Turning the corner and arriving at the market with damp cobbles under foot I was confronted with a scene of busy preparation as the last additions were being placed on elegantly prepared displays of seasonal shellfish and fruit. Large tables of cool yellow girolles required little immediately caught my eye before it quickly travelled to the vast quantities of diminutive blushing golden mirabelles, adjacent to plums and gages and ripe figs. Bunches of opalescent pale chasselas grapes signalled the early season harvesting of grapes. In Dublin we are still picking artichokes and I thought the European crops had come ot an end by the early summer but I spotted an enormous variety of artichokes with large fleshy leaves dwarfing bunches of suedes and cauliflowers.


Artichokes and suedes

August is also one of the best months of the year for shellfish and despite the annual evacuation of the Parisians at this time of year to the South of France and Guadeloupe a great variety of shellfish was set out in well crafted icy displays grouping together vast mounds of langoustines, amandes and cooked shore crab.

Quite close by is one of my favourite places in Paris; Maison Pou on Rue du Ternes is not Fauchon, and never will be, but it essentially does the same thing cooking and preparing classic meals, dishes, meats and pates causing the havoc with the decision making skills of the hungry Parisian. The shop's style shirks the modernity and the crisp neat shapes and abstract forms that one might expect from Fauchon. The cooking and presentation of the food is easily recognisable as what I would consider to be classically French.


Delicacies of Maison Fou

I purchased my tickets in Gare de Lyon and wandered about for a while trying to find somewhere to eat. Eventually, I happened upn a neighbourhood restaurant of Reu Didertot and was put through my paces with the chef's foie gras to start, Lapin au moutard for main course and mirabelle clafoutis to finish. By this time the warmth of the sunshine needed to be suppressed and I allowed myself a refreshing glass or two of rose from the Pays du Gard.

I awoke the next morning in the small village of Couvieres. With warm sunlight flooding in through an open window that also allowed a comforting breeze circulate the room I breakfasted on coffee, toast with a reine claude plum jam and peaches fresh from the tree. Courvieres is immediately surrounded by pastures where the Monbelliard cattle graze and horses roam. The pastures are bounded all around by vast forests of tall straight powerful pine trees.

Horses near Couvieres

On Sunday morning we went for a short walk in the forests to hunt down a few mushrooms. There had not been much rainfall in the past few weeks in Courvieres, and we did not expect to find much. However, through one stretch of forest we doscovered a proliferation of Phallus Hadrian or stinkhorns; some spent and fallen down on the ground from where they literally hatched, others still proudly standing to attention freshly emerged from their embryonic sack with pitted and ribbed caps at the tip. If and when the rains arrive there may by a mycological explosion but it will not last long because the frosts will begin to become quite severe at 850 meters above sea level by the middle of September.

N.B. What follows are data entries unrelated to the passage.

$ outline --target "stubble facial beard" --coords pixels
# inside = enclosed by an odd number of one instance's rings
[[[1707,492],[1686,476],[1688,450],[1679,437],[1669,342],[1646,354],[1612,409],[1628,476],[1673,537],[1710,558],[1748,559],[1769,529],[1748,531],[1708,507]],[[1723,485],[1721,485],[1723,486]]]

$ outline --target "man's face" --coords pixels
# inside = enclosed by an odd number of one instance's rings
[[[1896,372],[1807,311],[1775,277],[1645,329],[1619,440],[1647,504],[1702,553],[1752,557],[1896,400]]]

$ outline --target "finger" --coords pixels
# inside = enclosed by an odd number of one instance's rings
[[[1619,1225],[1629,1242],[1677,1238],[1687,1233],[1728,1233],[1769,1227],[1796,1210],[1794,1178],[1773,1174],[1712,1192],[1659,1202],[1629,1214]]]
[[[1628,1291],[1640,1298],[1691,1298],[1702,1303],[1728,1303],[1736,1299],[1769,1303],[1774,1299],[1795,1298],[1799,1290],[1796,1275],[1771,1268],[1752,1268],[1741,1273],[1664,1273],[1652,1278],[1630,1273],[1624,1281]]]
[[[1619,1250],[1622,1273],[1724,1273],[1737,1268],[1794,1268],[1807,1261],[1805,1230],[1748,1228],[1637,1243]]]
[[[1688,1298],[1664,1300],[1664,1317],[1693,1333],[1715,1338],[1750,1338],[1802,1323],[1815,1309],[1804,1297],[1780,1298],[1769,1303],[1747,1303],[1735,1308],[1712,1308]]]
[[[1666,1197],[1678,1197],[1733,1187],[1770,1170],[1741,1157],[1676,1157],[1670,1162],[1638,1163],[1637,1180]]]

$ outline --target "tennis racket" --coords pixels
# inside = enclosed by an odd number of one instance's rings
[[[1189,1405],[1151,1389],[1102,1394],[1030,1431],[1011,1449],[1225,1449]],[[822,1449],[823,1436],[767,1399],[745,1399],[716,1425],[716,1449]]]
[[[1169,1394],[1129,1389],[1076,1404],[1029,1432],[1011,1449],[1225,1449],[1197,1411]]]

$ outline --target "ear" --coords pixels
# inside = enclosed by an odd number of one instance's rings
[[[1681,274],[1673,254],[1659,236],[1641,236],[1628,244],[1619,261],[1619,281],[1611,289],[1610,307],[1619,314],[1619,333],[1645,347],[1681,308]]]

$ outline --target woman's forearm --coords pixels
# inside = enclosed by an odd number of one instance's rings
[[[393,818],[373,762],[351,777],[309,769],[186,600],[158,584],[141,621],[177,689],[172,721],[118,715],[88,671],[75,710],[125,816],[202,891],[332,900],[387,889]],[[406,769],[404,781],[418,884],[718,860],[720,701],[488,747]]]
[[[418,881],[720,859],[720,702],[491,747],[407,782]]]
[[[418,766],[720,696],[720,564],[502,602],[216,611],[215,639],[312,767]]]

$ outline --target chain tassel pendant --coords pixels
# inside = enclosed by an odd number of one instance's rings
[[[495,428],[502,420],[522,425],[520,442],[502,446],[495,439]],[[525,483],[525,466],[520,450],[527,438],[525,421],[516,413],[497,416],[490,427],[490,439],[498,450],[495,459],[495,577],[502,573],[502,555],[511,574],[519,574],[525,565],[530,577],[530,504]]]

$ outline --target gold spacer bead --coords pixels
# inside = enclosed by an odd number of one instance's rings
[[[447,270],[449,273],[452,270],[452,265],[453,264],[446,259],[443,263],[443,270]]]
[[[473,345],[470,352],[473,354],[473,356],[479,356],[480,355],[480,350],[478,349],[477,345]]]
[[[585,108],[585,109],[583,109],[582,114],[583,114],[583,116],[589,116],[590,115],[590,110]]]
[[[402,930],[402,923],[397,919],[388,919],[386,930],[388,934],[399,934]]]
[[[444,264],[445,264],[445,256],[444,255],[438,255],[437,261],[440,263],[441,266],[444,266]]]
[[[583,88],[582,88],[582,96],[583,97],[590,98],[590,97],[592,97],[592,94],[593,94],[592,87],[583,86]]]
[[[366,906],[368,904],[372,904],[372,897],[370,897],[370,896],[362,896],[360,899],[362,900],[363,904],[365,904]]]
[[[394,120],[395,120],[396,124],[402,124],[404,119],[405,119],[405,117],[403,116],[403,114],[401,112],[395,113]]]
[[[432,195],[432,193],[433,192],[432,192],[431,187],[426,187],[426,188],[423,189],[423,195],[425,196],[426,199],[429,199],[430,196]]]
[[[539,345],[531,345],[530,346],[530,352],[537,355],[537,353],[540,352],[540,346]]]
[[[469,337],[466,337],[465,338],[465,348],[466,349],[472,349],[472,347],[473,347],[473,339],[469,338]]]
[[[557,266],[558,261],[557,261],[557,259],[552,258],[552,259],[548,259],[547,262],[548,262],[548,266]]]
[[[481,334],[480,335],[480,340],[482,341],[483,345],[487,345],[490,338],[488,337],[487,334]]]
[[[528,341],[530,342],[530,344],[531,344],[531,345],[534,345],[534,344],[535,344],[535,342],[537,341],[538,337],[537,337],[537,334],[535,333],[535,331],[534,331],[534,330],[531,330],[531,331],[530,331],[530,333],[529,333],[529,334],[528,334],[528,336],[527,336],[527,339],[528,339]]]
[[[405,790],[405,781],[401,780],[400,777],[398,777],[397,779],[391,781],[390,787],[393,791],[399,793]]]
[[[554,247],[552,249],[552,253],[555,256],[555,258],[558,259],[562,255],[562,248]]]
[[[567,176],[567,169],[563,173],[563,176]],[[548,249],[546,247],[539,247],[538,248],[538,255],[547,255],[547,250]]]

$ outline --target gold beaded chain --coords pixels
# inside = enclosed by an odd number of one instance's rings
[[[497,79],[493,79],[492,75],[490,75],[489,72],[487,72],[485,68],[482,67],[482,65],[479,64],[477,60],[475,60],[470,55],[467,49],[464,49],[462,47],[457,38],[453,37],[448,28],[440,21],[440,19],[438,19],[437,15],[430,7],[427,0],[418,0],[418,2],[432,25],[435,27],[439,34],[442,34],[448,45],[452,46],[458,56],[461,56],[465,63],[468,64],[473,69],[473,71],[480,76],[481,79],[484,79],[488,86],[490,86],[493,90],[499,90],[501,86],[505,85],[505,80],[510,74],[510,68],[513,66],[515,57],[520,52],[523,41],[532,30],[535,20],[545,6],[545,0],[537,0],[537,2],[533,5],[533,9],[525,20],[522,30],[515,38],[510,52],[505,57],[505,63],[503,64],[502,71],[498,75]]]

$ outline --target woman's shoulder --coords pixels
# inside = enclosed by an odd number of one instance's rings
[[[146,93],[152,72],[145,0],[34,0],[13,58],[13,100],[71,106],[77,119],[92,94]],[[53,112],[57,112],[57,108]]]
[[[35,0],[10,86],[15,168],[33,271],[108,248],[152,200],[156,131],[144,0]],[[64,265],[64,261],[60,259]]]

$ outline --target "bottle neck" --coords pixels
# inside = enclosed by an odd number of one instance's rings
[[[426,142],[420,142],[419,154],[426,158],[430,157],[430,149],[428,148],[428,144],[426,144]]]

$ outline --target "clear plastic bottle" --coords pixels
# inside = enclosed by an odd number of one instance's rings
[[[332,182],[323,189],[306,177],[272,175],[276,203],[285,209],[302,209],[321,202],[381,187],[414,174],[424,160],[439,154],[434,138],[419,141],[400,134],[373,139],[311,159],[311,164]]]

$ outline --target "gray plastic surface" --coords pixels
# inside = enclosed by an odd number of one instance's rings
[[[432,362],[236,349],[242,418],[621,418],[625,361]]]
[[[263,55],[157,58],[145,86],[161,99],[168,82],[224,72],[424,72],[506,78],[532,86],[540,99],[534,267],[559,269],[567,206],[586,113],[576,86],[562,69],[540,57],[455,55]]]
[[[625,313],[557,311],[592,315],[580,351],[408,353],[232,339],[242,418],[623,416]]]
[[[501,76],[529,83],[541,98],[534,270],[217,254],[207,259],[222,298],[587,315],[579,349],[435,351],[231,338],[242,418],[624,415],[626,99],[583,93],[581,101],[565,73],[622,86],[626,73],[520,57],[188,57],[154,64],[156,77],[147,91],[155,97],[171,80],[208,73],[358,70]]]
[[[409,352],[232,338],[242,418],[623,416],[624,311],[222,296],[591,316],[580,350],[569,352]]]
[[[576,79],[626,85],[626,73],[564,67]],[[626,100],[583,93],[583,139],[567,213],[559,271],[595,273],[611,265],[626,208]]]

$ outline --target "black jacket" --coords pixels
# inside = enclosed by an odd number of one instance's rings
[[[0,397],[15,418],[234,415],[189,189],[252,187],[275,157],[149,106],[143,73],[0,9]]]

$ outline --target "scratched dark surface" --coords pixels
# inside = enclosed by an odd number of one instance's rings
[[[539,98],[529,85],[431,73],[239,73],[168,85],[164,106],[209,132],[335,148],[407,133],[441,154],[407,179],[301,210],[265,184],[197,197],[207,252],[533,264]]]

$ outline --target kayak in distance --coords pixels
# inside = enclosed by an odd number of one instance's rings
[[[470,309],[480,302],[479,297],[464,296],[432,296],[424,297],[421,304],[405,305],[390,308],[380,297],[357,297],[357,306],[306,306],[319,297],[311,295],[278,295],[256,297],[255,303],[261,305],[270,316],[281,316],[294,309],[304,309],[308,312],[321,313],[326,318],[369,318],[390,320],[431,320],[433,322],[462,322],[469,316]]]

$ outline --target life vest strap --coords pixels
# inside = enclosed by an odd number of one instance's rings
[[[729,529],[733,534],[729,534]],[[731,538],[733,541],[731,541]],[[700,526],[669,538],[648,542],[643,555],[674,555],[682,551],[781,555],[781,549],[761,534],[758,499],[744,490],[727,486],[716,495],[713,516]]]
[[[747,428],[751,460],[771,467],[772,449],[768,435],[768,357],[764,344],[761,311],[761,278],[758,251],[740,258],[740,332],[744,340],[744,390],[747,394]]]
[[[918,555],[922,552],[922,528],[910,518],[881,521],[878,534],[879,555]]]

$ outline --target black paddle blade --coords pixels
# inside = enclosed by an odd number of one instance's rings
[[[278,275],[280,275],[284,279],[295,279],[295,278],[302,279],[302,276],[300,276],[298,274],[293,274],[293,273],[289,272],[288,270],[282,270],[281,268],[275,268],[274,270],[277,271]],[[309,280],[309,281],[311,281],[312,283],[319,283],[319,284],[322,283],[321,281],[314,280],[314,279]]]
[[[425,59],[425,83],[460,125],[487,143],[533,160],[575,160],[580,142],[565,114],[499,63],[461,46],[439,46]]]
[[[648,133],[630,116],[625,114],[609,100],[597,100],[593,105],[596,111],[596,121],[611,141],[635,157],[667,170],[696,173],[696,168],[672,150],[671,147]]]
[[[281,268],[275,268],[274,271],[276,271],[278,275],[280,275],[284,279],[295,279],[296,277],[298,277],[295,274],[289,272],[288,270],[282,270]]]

Phallus Hadriani emergging from the forest floor

Reading the newspapers it is difficult to escape the difference in the news reporting; the Irish media dwells upon one crisis followed by another where we have apparently been the author of our own misfortune (in reality a series of disasters created by a select few). In contrast the L'Est Republican carried a front page story on the announcements of various wine producers that they were in the last throws of preparing for the start of the vendage, or the picking of the grapes for their annual wine production. Elsewhere in the paper, my eye was caught by this full page add heralding the arrival of the Mont D'Or cheese. This cheese available during the Autumn and Winter months is one of my personal highlights of the year and launches me into new world of goumandises and a few weekends of gluttony.